SOCRATE LE JEUNE —Que veux-tu dire?

L’ÉTRANGER —Ma réponse sera l’exposé même que je vais te faire.

SOCRATE LE JEUNE —C’est fort bien dit.

L’ÉTRANGER —Eh bien donc, toutes les choses que nous fabriquons ou acquérons ont pour but, ou de faire quelque chose, ou de nous préserver de souffrir. Les préservatifs sont ou des antidotes ‘soit divins soit humains, ou des moyens de défense. Les moyens de défense sont, les uns des armures de guerre, les autres des abris. Les abris sont ou des voiles contre la lumière ou des défenses contre le froid et la chaleur. Les défenses sont des toitures ou des étoffes. Les étoffes sont des tapis qu’on met sous soi ou des enveloppes. Les enveloppes sont faites d’une seule pièce ou de plusieurs. Celles qui sont faites de plusieurs pièces sont, les unes piquées, les autres assemblées sans couture. Celles qui sont sans couture sont faites de nerfs de plantes ou de crins. Parmi celles qui sont faites de crins, les unes sont collées avec de l’eau et de la terre, les autres attachées sans matière étrangère. C’est à ces préservatifs et à ces étoffes composés de brins liés entre eux que nous avons donné le nom de vêtements. Quant à l’art qui s’occupe spécialement des vêtements, de même que nous avons tantôt appelé politique celui qui a soin de l’Etat, de même nous appellerons ce nouvel art, d’après son objet même, art vestimentaire. Nous dirons en outre que le tissage, en tant que sa partie la plus importante se rapporte, nous l’avons vu, à la confection des habits, ne diffère que par le nom de cet art vestimentaire, tout comme l’art royal, de l’art politique, ainsi que nous l’avons dit tout à l’heure.

SOCRATE LE JEUNE —Rien de plus juste.

L’ÉTRANGER —Observons maintenant qu’on pourrait croire qu’en parlant ainsi de l’art de tisser les vêtements, nous l’avons suffisamment défini; mais il faudrait pour cela être incapable de voir qu’il n’a pas encore été distingué des arts voisins qui sont ses auxiliaires, bien qu’il ait été séparé de plusieurs autres qui sont ses parents.

SOCRATE LE JEUNE —Quels sont ces parents? dis-moi.

L'ETRANGER

XXII. — Tu n’as pas suivi ce que j’ai dit, à ce que je vois. Il nous faut donc, ce me semble, revenir sur nos pas et recommencer par la fin. Car si tu conçois bien ce qu’est la parenté, c’est un art qui lui est parent que nous avons détaché tout à l’heure de l’art de tisser, quand nous avons mis à part la fabrication des tapis, en distinguant ce qu’on met autour de soi et ce qu’on met dessous.

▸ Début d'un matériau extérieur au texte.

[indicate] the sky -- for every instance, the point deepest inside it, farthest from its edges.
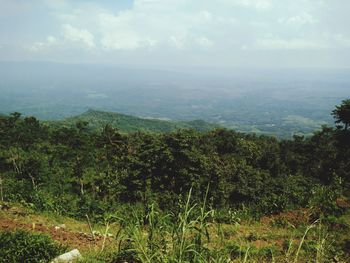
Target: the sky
(178, 33)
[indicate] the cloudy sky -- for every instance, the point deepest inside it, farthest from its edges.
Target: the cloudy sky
(160, 33)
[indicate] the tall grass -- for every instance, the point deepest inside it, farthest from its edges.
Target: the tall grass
(190, 236)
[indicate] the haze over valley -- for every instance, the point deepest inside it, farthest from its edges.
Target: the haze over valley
(280, 102)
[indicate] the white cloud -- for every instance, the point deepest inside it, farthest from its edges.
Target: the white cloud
(288, 44)
(256, 4)
(82, 36)
(299, 20)
(43, 46)
(204, 42)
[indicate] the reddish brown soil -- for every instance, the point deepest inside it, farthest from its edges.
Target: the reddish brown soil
(295, 217)
(72, 239)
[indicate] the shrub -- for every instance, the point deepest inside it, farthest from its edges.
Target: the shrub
(23, 246)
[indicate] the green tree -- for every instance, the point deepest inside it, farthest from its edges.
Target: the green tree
(342, 114)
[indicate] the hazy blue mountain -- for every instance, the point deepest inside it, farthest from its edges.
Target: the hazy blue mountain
(280, 102)
(97, 120)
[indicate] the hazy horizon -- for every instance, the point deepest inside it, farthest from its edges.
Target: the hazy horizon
(178, 33)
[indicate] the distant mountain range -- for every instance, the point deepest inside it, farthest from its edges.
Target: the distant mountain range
(126, 123)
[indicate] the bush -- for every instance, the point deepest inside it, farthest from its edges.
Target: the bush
(22, 246)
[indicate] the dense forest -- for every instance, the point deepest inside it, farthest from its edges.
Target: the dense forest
(76, 171)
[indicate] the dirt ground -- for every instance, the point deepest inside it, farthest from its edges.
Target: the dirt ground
(14, 218)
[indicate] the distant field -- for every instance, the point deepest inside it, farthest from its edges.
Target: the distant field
(275, 102)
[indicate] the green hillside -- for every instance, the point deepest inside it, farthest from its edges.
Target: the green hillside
(125, 123)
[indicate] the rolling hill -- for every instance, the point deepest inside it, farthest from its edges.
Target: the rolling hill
(126, 123)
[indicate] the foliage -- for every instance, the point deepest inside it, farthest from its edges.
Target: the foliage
(21, 246)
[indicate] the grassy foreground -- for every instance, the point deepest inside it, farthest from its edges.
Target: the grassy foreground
(192, 235)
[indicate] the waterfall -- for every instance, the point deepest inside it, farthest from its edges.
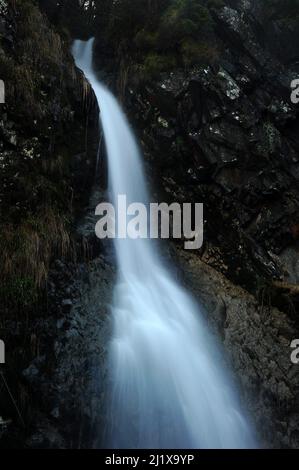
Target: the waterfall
(168, 384)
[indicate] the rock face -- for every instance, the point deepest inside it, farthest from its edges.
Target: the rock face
(257, 342)
(48, 145)
(227, 135)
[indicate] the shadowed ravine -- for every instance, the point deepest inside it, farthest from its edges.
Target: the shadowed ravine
(168, 388)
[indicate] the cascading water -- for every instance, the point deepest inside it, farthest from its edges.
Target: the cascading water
(168, 386)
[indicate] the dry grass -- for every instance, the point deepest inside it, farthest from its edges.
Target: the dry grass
(28, 249)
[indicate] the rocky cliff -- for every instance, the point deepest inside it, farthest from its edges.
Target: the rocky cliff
(221, 130)
(48, 143)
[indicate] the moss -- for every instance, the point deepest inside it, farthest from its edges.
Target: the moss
(155, 63)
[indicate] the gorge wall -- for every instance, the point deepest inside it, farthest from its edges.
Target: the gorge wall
(221, 130)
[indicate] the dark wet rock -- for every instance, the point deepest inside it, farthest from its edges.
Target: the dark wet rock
(226, 135)
(257, 339)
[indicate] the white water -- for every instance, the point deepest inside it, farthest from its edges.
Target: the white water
(168, 386)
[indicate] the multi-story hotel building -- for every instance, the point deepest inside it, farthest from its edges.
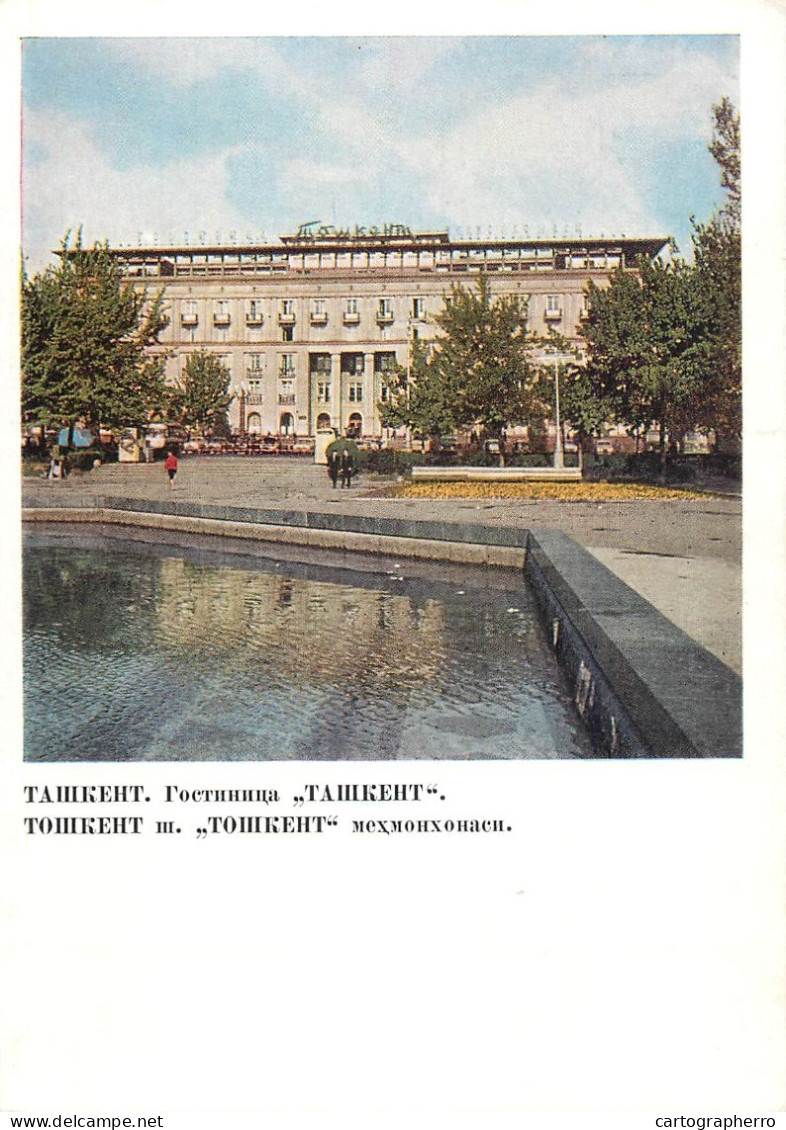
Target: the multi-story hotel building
(308, 326)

SOCRATE LE JEUNE —Je comprends.

L’ÉTRANGER —Et nous avons écarté également toute la fabrication des vêtements faits de lin, de sparte et de tout ce que tout à l’heure nous avons appelé par analogie les nerfs des plantes. Nous avons éliminé aussi l’art de feutrer et celui d’assembler en perçant et en cousant, dont la partie la plus considérable est la cordonnerie.

SOCRATE LE JEUNE —Parfaitement.

L’ ÉTRANGER

Et puis la pelleterie, qui apprête des couvertures faites d’une seule pièce, et la construction des abris qui sont l’objet de l’art de bâtir ou de la charpenterie en général, ou d’autres arts qui nous protègent contre les eaux, nous avons écarté tout cela, ainsi que tous les arts de clôture, qui fournissent des barrières contre les vols et les actes de violence en fabriquant des couvercles et des portes solides, et qui sont des parties spéciales de l’art de clouer. Nous avons retranché aussi la fabrication des armes, qui est une section de la grande et complexe industrie qui prépare des moyens de défense. Nous avons éliminé de même, dès le début, toute la partie de la magie qui a pour objet les antidotes, et nous n’avons conservé, on pourrait du moins le croire, que l’art même que nous cherchons, celui qui nous garantit des intempéries, en fabriquant des défenses de laine, et qui porte le nom de tissage.

SOCRATE LE JEUNE —On peut le croire en effet.

L’ÉTRANGER —Cependant, mon enfant, notre exposition n’est pas encore complète; car celui qui met le premier la main à la confection des vêtements semble bien faire le contraire d’un tissu.

SOCRATE LE JEUNE —Comment?

L’ÉTRANGER —Un tissu est bien une sorte d’entrelacement?

SOCRATE LE JEUNE —Oui.

L’ÉTRANGER —Mais le premier travail consiste à séparer ce qui est réuni et pressé ensemble.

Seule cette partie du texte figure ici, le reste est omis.